Los hallazgos, difundidos en la revista “Annals of the Rheumatic Diseases”, revelan que la ACG puede agruparse en cuatro subtipos genéticos bien diferenciados desde el punto de vista clínico, lo que supone un paso decisivo hacia una atención más personalizada para estos pacientes.

Esta patología puede desencadenar complicaciones severas, entre ellas pérdida irreversible de visión, ictus o aneurismas. No obstante, la evolución y los síntomas difieren notablemente entre pacientes, una variabilidad clínica que hasta ahora complicaba tanto el diagnóstico temprano como la elección del tratamiento más adecuado.

Para profundizar en estas diferencias, el equipo analizó información genética de cerca de 3.500 personas con arteritis de células gigantes y más de 15.500 individuos sanos como grupo de control, procedentes de diez países europeos y norteamericanos. En el trabajo han colaborado hospitales y centros de referencia de esos diez países, configurando uno de los proyectos internacionales más amplios dedicados a desentrañar la base genética de las distintas formas de presentación de la enfermedad.

Cuatro perfiles genéticos con riesgos diferenciados

El análisis permitió detectar 14 regiones del genoma relacionadas de manera específica con diferentes patrones clínicos de la ACG, de las cuales siete se sitúan en la región HLA, fundamental para la respuesta del sistema inmunitario. El estudio también identifica genes candidatos implicados en mecanismos inflamatorios y vasculares que podrían aclarar por qué determinados pacientes desarrollan síntomas concretos y otros no.

“Este trabajo demuestra que la genética no solo influye en el riesgo de desarrollar la enfermedad, sino también en la forma en que esta se manifiesta en cada paciente”, ha explicado Gonzalo Borrego, investigador predoctoral del IPBLN-CSIC y primer firmante del artículo.

Uno de los elementos más destacados de la investigación ha sido la utilización de un modelo estadístico que permitió agrupar a los pacientes en cuatro perfiles genéticos con rasgos clínicos bien definidos: un grupo con afectación principalmente craneal, otro con un patrón mixto, un tercero con enfermedad predominantemente extracraneal y un cuarto con una marcada predisposición a sufrir complicaciones isquémicas graves, como la pérdida permanente de visión.

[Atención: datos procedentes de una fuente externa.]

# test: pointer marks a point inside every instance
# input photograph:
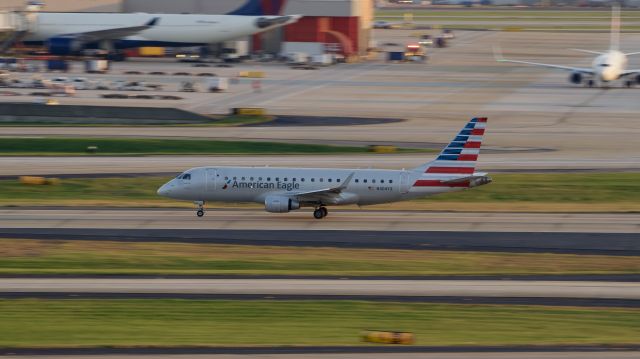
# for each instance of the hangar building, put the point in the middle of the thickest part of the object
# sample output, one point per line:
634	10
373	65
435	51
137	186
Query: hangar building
342	26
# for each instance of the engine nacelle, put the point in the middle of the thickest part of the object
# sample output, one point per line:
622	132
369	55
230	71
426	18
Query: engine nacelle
576	78
480	181
280	204
64	45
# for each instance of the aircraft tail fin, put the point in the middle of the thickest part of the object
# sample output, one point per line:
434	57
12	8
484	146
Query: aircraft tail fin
615	28
461	155
260	7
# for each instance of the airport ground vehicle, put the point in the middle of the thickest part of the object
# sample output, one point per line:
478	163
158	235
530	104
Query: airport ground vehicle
282	190
217	84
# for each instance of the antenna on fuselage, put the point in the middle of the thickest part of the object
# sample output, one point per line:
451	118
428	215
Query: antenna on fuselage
615	28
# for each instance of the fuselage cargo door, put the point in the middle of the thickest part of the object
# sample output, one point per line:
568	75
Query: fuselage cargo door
404	182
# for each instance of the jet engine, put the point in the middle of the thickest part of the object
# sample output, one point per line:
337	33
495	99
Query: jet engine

Hacia un diagnóstico más precoz y preciso

“La identificación de este último grupo es especialmente relevante porque podría permitir reconocer desde fases muy tempranas a los pacientes con mayor riesgo de desarrollar complicaciones irreversibles”, señala Ana Márquez, científica titular del IPBLN-CSIC y autora principal del estudio.

“Aunque todavía será necesario validar estos resultados en estudios de investigación donde se analicen datos a lo largo de un periodo de tiempo, también llamados estudios prospectivos, nuestros datos muestran que la información genética puede aportar un valor añadido para mejorar la estratificación clínica de los pacientes”, añade Márquez.

Los autores plantean que, en el futuro, estos datos genéticos podrían incorporarse a la práctica asistencial para refinar la clasificación de los pacientes, facilitar diagnósticos más certeros y detectar cuanto antes a quienes presentan un riesgo elevado de complicaciones graves.

“Durante años hemos sabido que la arteritis de células gigantes es una enfermedad muy heterogénea, pero desconocíamos gran parte de las bases biológicas que explican esa diversidad clínica”, destaca Javier Martín, profesor de investigación del IPBLN-CSIC y coautor principal del trabajo.

“Este estudio supone un paso importante para comprender esa heterogeneidad y sienta las bases para desarrollar estrategias diagnósticas y terapéuticas más individualizadas”, ha finalizado Martín.